ChargePoint (ticker: CHPT) late Wednesday reported a per-share loss of 24 cents from $150.5 million in sales. A year ago, ChargePoint reported a loss of 19 cents a share on sales of $108.3 million.
“In the second quarter, ChargePoint delivered solid growth. Our revenue of $150 million represents a 39% year-over-year increase despite a hesitant economy,” said CEO Pasquale “Pat” Romano in a news release.
Solid expansion, but below what Wall Street was expecting. Analysts were looking for a loss of 13 cents a share from $153.2 million in sales.
Guidance also was below Wall Street consensus. Looking ahead, ChargePoint expects to generate between $150 million and $165 million in third-quarter sales. Wall Street is projecting about $178 million. For the full year, the company expects sales to come in between $605 million and $630 million. Wall Street is projecting about $667 million.
Shares were down 22% to $5.53, while the
S&P 500
and
Nasdaq Composite
were down 0.7% and 1.3%, respectively.
“While we expected near-term headwinds….ChargePoint’s [guides] were below our revised expectations,” wrote
J.P. Morgan
analyst Bill Peterson in a report. “Growth is still being held back by reduced discretionary spend in some markets with fleet growth also being held back by lack of vehicle availability.”

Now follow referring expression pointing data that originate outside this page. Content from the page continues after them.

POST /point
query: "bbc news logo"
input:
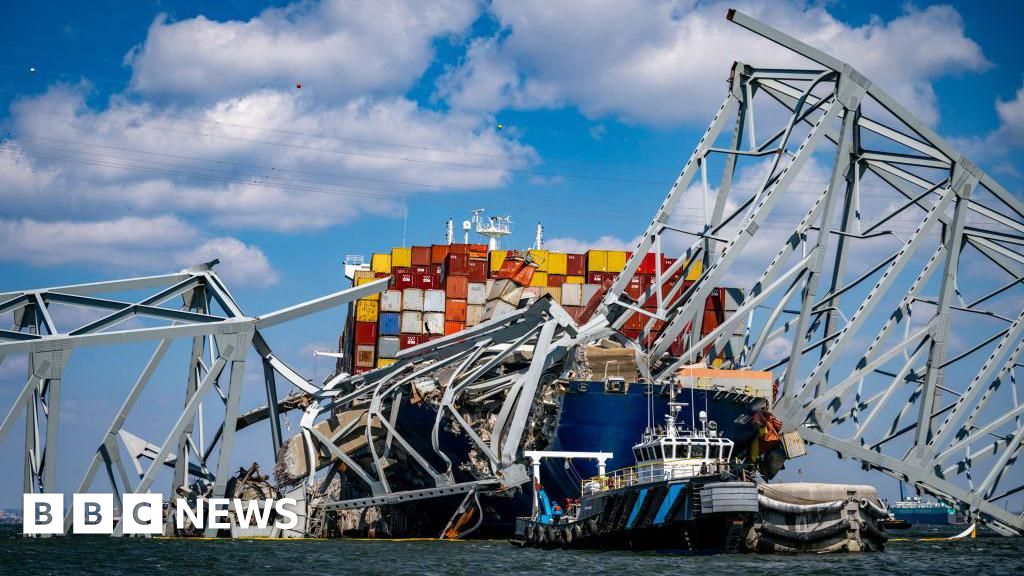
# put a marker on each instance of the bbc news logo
(142, 513)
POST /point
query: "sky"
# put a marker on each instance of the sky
(280, 137)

He still rates the shares Buy, calling ChargePoint a leader in North American EV charging, but took his price target to $10 from $13.
Stifel
analyst Stephen Gengaro rates the shares a Buy too. He maintained his price target at $17.
“The lower guidance is due to near-term macro headwinds, and while we remain confident in ChargePoint’s business strategy, we expect the shares will be weak following the results and outlook,” wrote Gengaro on Wednesday evening. “On a positive note, the longer-term story appears intact.”
He pointed to management’s plan to generate positive adjusted earnings before interest, taxes, depreciation, and amortization, or Ebitda, by the fourth quarter of calendar 2024, a little over one year from now, as a sign the overall business is OK.
As of July 31, the company has $263.9 million in cash on the books. Wall Street projects ChargePoint will use about $110 million building its business in the final two quarters of the company’s fiscal 2024 year—ChargePoint’s fiscal year ends in January—and about $170 million in the coming fiscal year 2025.
Coming into Thursday trading, ChargePoint stock has fallen about 26% since Jan. 1, and 56% over the past 12 months. Rising interest rates and a slowing economy have sapped some investor enthusiasm for shares of startup companies.